Injuries, poisonings, and certain other sequelae of external causes (S00-T98).

• Fractures (broken bones)

Further

• Meta-analysis confirms that body weight has a significant impact on premature mortality risk (risk of death); excluded from the study were individuals who had ever smoked, deaths in the first five years after weight was recorded, and patients with chronic diseases. The following is the mortality risk as a function of body mass index (BMI):
  • BMI from 25 to less than 27.5: 7% increased mortality risk.
  • BMI from 27.5 to below 30 (obesity grade I): 20%.
  • BMI from 30 to under 35 (obesity grade I): 45 %.
  • BMI from 35 to under 40 (obesity grade II): 94 %.
  • Adults with BMI of 40 or higher (obesity grade III): 3-fold increased risk of premature death.
• Increased mortality (death rate) or fewer healthy life years:
  • Men (age 20-40 years)
    • BMI > 35: die 8.4 years earlier than normal-weight peers due to retained obesity or have 18.8 fewer healthy life years (here: without type 2 diabetes mellitus or cardiovascular disease)
    • BMI 30 – < 35: -5.9 years of life or have 11.8 healthy life years less
    • BMI 25 – < 30: -2.7 years of life or have 6 healthy years of life less.
  • Women (age 20-40 years)
    • BMI > 35: die 6.1 years earlier or have 19.1 fewer healthy life years due to retained obesity
    • BMI 30 – < 35: -5.6 years of life or 14.6 healthy life years less.
    • BMI 25 – < 30: -2.6 years of life or 6.3 healthy life years less
• Increased risk of surgery and anesthesia (especially in patients with a BMI > 39.9)
• Increased risk of accidents (falls, injuries).
• Gray hair (obesity is the most weighty risk factor after familial disposition).
• Premature decline in brain white matter from age 40: by age 50, this had already shrunk to a level not reached until age 60 in lean participants.
• Loss of function of NK cells (natural killer cells): NK cells store excess fatty acids, which contributes to the paralysis of the metabolism of the cells.
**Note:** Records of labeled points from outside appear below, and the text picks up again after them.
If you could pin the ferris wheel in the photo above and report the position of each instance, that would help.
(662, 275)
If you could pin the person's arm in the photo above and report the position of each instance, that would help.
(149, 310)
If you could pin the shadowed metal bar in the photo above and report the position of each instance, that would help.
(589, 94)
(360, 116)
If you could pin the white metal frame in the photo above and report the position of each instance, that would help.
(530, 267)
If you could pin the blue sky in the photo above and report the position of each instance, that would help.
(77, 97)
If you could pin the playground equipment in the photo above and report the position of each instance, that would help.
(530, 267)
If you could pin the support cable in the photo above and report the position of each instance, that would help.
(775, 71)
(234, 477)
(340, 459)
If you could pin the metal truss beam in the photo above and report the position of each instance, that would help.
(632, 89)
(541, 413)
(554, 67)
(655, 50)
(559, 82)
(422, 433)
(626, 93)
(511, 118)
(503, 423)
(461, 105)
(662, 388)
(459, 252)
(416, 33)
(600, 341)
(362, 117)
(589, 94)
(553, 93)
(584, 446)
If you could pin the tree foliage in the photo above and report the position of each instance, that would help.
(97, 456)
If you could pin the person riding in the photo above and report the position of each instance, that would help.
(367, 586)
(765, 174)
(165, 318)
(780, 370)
As a result, NK cells can still recognize tumor cells, but are no longer able to destroy them because the too cytotoxic mechanisms are blocked.
• Increased formation of the receptor PD-1 (“programmed death-ligand 1”) on the T cells as a result of accelerated immune senescence.

Notice.

• Obese women who are metabolically healthy (happy obese; synonym: benign obesity) also then have an increased risk of cardiovascular disease (hazard ratio 2.61 (2.36-2.89); metabolically unhealthy women with obesity: hazard ratio of 3.15, which was statistically significant with a 95% confidence interval 2.83 to 3.50).
• The Tübingen Family Study and the TUebingen Lifestyle Intervention Program (TULIP) come to the interesting conclusion that about 30% of obese people can be described as happy obese (synonym: benign obesity). Despite obesity, these “happy obese” have a similarly good insulin sensitivity as normal weight people. Furthermore, cardiovascular risks (based on intima measurement) and inflammatory mediators do not appear to be elevated either. These patients respond well to lifestyle interventions such as dietary changes and exercise. “Life-style nonresponders” (synonym: unhappy obese), on the other hand, do not respond to the above interventions. Their insulin sensitivity barely reaches 50% of normal, even with regular exercise. As a result, these obese patients are affected by numerous metabolic disorders. These patients accumulate a lot of ectopic fat in liver and muscles and their inflammatory mediators are increased. The above differences appear to be due in part to differential insulin resistance in the brain. Normally, the rise in insulin in the brain after eating results in a reduced desire for further eating. If insulin resistance in the brain is impaired, this feedback loop is disrupted and lifestyle interventions can only have a reduced effect.Epigenetic factors probably have a major influence on insulin sensitivity.